Coal-to-gas switching cited for last week's sharp basis shift
 

 

Houston (Platts)--23Nov2009/1142 am EST/1642 GMT

  

Power generators switching from coal to natural gas may have contributed to last week's spikes in gas cash prices and the strengthening of cash basis to the prompt-month NYMEX gas futures contract, according to traders and analysts -- at least one of whom expects the switching to continue, although to a lesser degree, throughout the winter.

The Henry Hub balance-of-the-month swap spread to the December futures contract on the IntercontinentalExchange jumped 47% on November 17, to minus 81.5 cents/MMBtu from the prior day's trades between minus $1.33 and minus $1.505/MMBtu.

One Houston-based financial trader said the big move was due to power generators making the decision to buy balance-of-the-month gas, in effect "locking in to burning gas over coal" for the remainder of November.

"I'm getting confirmation that coal-to-gas switching is largely responsible for bidding it back up aggressively," the trader said. "Switching economics support buying gas under $4/MMBtu. Anything under that is hugely attractive."

The balance-of-the-month fixed price swing swap contract on ICE climbed from a first trade of $3.394/MMBtu on November 17, to peak at about $3.77/MMBtu midday before retreating back into the $3.60s/MMBtu in late afternoon.

The spread swap, which the trader explained is essentially a way to trade Henry Hub cash against the Henry Hub futures, is actively traded on ICE and can influence cash trading levels or vice versa, he said.

Indeed, cash markets were marked by unusual volatility in the earlier part of last week, spiking close to $1/MMBtu in most markets Tuesday. The gains reversed equally sharp declines two trading days before that sent most markets below $3/MMBtu.

"Cash went up because of what happened with the swing swap," the trader said. "It's a signal that somebody was locking in and they're going to be using physical molecule to displace coal generation."
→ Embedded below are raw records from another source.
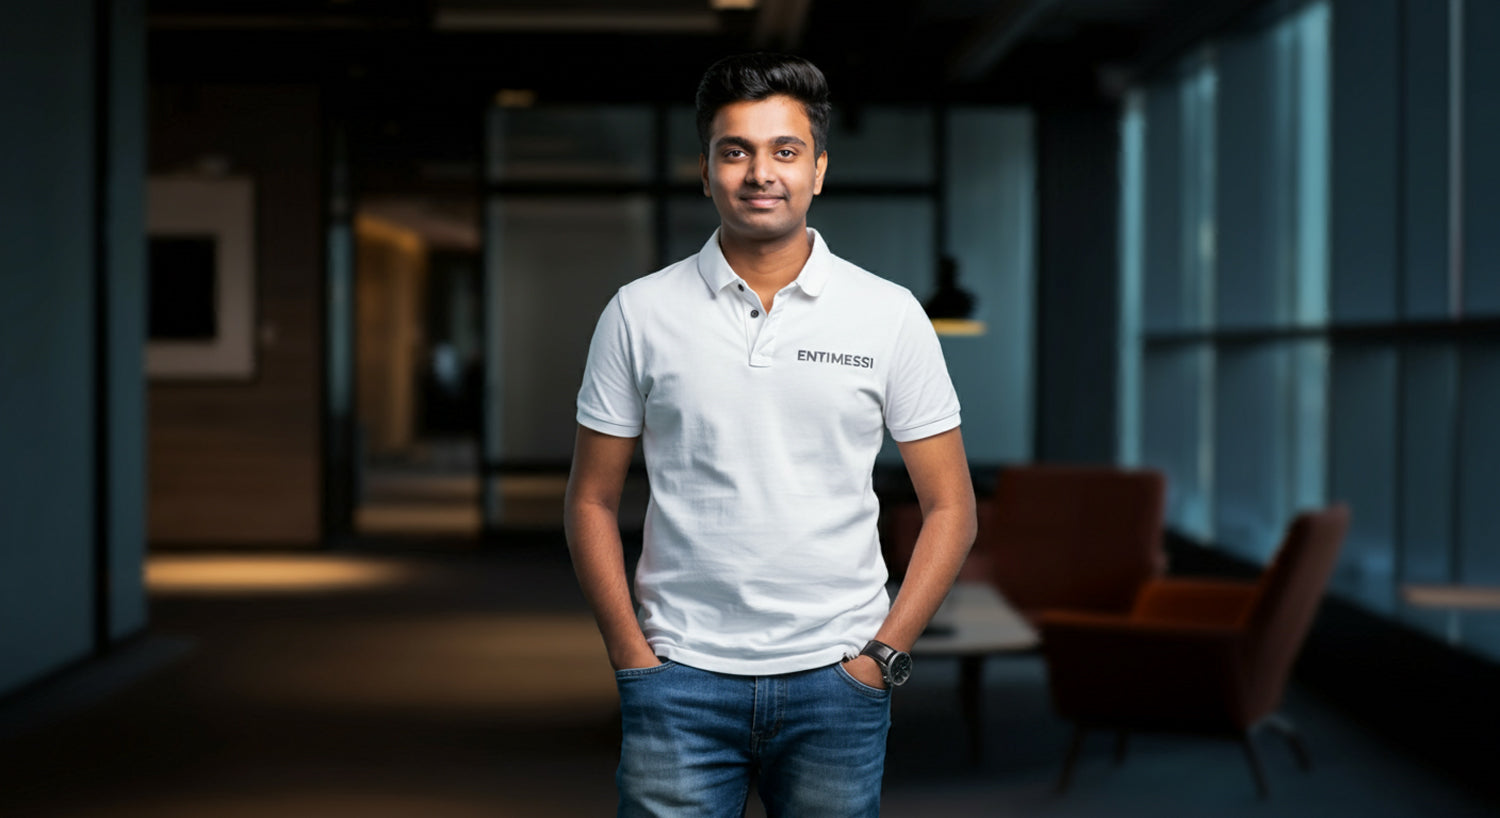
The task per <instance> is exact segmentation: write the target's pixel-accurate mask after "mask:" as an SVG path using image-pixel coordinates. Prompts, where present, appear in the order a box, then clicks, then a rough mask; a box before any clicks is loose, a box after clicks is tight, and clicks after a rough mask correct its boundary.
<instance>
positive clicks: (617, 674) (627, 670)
mask: <svg viewBox="0 0 1500 818" xmlns="http://www.w3.org/2000/svg"><path fill="white" fill-rule="evenodd" d="M675 666H676V662H673V660H670V659H667V660H664V662H661V663H660V665H651V666H649V668H625V669H622V671H615V681H625V680H628V678H642V677H646V675H655V674H658V672H663V671H669V669H672V668H675Z"/></svg>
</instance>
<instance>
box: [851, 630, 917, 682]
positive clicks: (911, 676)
mask: <svg viewBox="0 0 1500 818" xmlns="http://www.w3.org/2000/svg"><path fill="white" fill-rule="evenodd" d="M859 656H868V657H870V659H874V663H876V665H880V675H883V677H885V686H886V687H900V686H901V684H906V680H907V678H910V677H912V654H910V653H906V651H904V650H895V648H894V647H891V645H888V644H885V642H882V641H877V639H870V642H868V644H865V645H864V650H861V651H859Z"/></svg>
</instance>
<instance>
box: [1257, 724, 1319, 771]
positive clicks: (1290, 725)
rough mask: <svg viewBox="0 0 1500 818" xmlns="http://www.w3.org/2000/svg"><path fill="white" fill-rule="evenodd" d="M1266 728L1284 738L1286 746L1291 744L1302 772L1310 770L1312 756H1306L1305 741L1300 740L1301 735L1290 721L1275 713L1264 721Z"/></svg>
mask: <svg viewBox="0 0 1500 818" xmlns="http://www.w3.org/2000/svg"><path fill="white" fill-rule="evenodd" d="M1266 726H1268V728H1271V729H1272V731H1275V732H1277V735H1281V737H1283V738H1286V741H1287V744H1292V752H1293V755H1296V756H1298V767H1302V770H1304V771H1310V770H1313V756H1310V755H1308V746H1307V741H1304V740H1302V734H1301V732H1299V731H1298V726H1296V725H1293V723H1292V719H1287V717H1286V716H1283V714H1280V713H1275V714H1272V716H1271V717H1268V719H1266Z"/></svg>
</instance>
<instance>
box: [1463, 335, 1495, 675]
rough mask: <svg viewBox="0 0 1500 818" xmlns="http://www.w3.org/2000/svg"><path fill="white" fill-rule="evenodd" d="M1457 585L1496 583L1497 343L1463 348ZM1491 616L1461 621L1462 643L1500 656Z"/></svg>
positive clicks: (1475, 617)
mask: <svg viewBox="0 0 1500 818" xmlns="http://www.w3.org/2000/svg"><path fill="white" fill-rule="evenodd" d="M1460 371H1461V378H1463V380H1461V386H1460V423H1458V435H1460V440H1461V441H1463V446H1461V447H1460V453H1458V467H1460V485H1458V537H1460V551H1458V581H1461V582H1463V584H1466V585H1500V546H1497V543H1500V503H1496V495H1497V486H1500V456H1496V453H1497V452H1500V423H1497V422H1496V419H1497V417H1500V344H1496V342H1493V341H1491V342H1484V344H1475V345H1472V347H1466V348H1464V351H1463V356H1461V363H1460ZM1496 615H1497V614H1496V612H1493V611H1491V612H1488V615H1481V614H1473V615H1470V617H1467V618H1466V620H1464V630H1463V642H1464V644H1466V645H1470V647H1473V648H1475V650H1478V651H1479V653H1484V654H1488V656H1500V629H1496V627H1494V618H1496Z"/></svg>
Credit Suisse Director of Commodities Research Teri Viswanath agreed that power generators are facing a critical decision at current prices but disagreed they would necessarily favor gas, given that coal stocks "are so high that they need to start burning down these inventories or risk losing some of the heat content in the coal."

Others also pointed to the seasonal increase in power demand as temperatures have fallen, though not yet to typical late-autumn levels.

"While it may well be increased utility demand from fuel-switching is helping to firm the swap...this also fits within a larger seasonal context," Citi Futures Perspective analyst Tim Evans said. "We often see cash natural gas trading at a significant discount late in the storage injection season when storage is high --- and we're at a record this year -- but we'll eventually flip to a cash market premium once we get more cold."

But Bentek Energy analysts said its power-burn model indicates that gas is continuing to account for a greater-than-expected share of demand from generators given current temperatures, particularly in the Southeast.

Bentek estimates the current coal-to-gas switching in the US at an average 1.3 to 1.6 Bcf/d based on its model, which calculates actual and expected gas burn for power demand using temperatures and pipeline flows. The difference between actual and expected, if positive, indicates "extra" gas burn from fuel-switching, and with nuclear already accounted for, it effectively indicates a switch from coal-fired generation.

"It's much more than we expected," Bentek analyst Ben MacFarlane said. "It's supposed to be mostly a shoulder-season event."

In the Southeast the extra gas burn averaged 939,440 Mcf/d from November 1 to 17, the second-highest average for a month this year to date, Bentek data showed. On seven of those days, that volume was above 1 Bcf and peaked at 1.54 Bcf on November 10. That volume averaged 241,179 Mcf/d in November 2008.

Since February, low gas prices have led power generators to favor gas, but many analysts were expecting coal to regain its share of power generation demand as winter demand picked up. "We're expecting it to decrease somewhat as temperatures go down," MacFarlane said, "But we do expect it to continue through winter."

By November 19, cash prices were diving again, which the trader attributed to the "finite amount of buying they can do -- It's not endless buying. MacFarlane said how much impact this switching, if it continues, has on the market is also limited.

"The whole thing is just temperature. If we can get an extra 1.5 Bcf/d demand of gas, times 100 days, it's still only 150 Bcf/d. This will be a drop in the bucket compared to the enormous impact temperatures will have on residential and commercial demand this winter."